The Heartbleed bug in widely used web encryption technology known as OpenSSL affects software on servers that host websites. That software is not used on personal computers or mobile devices, so even though the bug exposes passwords and other data entered on those devices to hackers, it must be fixed by website operators.
"There is nothing users can do to fix their computers. They have to rely on the administrators of the websites they use," said Mikko Hypponen, chief research officer with security software maker F-Secure of Helsinki.
The bug has potential to affect users of some of the world's biggest websites because OpenSSL is used on about two-thirds of all web servers and has gone unnoticed for about two years. It could lead to the theft of passwords, confidential communications, credit card numbers and other confidential data.
"On a scale of 1 to 11, it's about an 11," well-known cryptologist Bruce Schneier said of the severity of the bug, speaking on the sidelines of the Source Security conference where he spoke on surveillance and security issues. "It's easy to do, it's so damaging and it leaves no trace."
It is possible that hackers stole the keys that encrypt traffic as it travels between web servers and Internet users, though researchers have yet to any evidence that actually happened, said Schneier, chief technology officer of Co3 Systems Inc.
He called on Internet firms to revoke the certificates and keys used to encrypt Internet traffic with web browsers including Firefox, Microsoft Corp's Internet Explorer and Google Inc's Chrome.

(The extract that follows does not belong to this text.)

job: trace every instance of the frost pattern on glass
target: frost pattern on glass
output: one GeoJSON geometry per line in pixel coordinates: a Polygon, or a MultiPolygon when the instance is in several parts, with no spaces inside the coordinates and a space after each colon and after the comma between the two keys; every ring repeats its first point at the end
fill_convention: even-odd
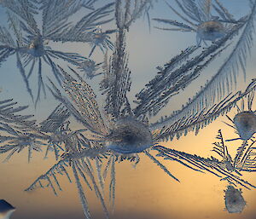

Once they do that, they should upgrade to a new version of OpenSSL that is not vulnerable to the bug, create new certificates and keys, then advise their users to change passwords, which may have been stolen by hackers, Schneier said.
Yahoo Inc and Facebook Inc told Reuters on Tuesday that they use OpenSSL and have already taken steps to mitigate any impact to their users, though it was not immediately clear if they had followed all of the steps recommended by Schneier.
The finding of the Heartbleed vulnerability, by researchers with Google and Codenomicon, a small security firm, prompted the U.S. Department of Homeland Security to advise businesses on Tuesday to review servers to see if they were using vulnerable versions of OpenSSL.
Hypponen said computer users could immediately change passwords on accounts, but they would have to do so again if their operators notify them that they are vulnerable and once they have followed steps to clean up the mess.
"Take care of the passwords that are very important to you," he said. "Maybe change them now, maybe change them in a week. And if you are worried about your credit cards, check your credit card bills very closely."